Here is my code:
from langchain.document_loaders import PyPDFLoader
from langchain.text_splitter import RecursiveCharacterTextSplitter
from langchain_openai import OpenAIEmbeddings
from langchain_community.vectorstores import Chroma
openai_api_key= 'xxx'
loader = PyPDFLoader('xxx.pdf')
text = loader.load()
chunk_size = 200
chunk_overlap = 50
# Split the pdf
splitter = RecursiveCharacterTextSplitter(
chunk_size=chunk_size,
chunk_overlap=chunk_overlap,
separators=['.']
)
doc = splitter.split_documents(text)
embedding = OpenAIEmbeddings(openai_api_key=openai_api_key)
persist_directory = "embedding/chroma"
vectordb = Chroma(
persist_directory = persist_directory,
embedding_function = embedding)
vectordb.persist()
Here is the first part of my code, then i tested if data in vectordb.get()['documents'], yes it is.
Then i retrieve the db,
from langchain.chains import RetrievalQA
from langchain.chat_models import ChatOpenAI
openai_api_key= 'xxx'
vectordb2 = Chroma(persist_directory=persist_directory, embedding_function=embedding)
vectordb2.get()['documents']
Yes the data is in vectordb2, everything seems alright.

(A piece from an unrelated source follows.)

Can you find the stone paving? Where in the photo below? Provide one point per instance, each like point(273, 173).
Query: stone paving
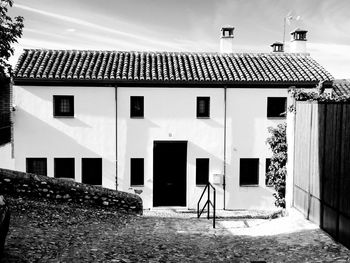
point(50, 232)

Then i try to use RetrievalQA with OpenAI model,
retriever = vectordb2.as_retriever() # search_kwargs={"k": 4}
qa = RetrievalQA.from_chain_type(ChatOpenAI(model_name="gpt-3.5-turbo", temperature=0, openai_api_key=openai_api_key),
chain_type="stuff",
retriever=retriever)
It throws me this error:
File ~/miniforge3/envs/langchain/lib/python3.9/site-packages/pydantic/main.py:341, in pydantic.main.BaseModel.__init__()
ValidationError: 1 validation error for RetrievalQA
retriever
instance of BaseRetriever expected (type=type_error.arbitrary_type; expected_arbitrary_type=BaseRetriever)
I googled, and it seems there are some other kinds of "1 validation error", but they are different. e.g. ValidationError: 1 validation error for RetrievalQA retriever value is not a valid dict (type=type_error.dict)
Would anyone please help? any help is appreciated.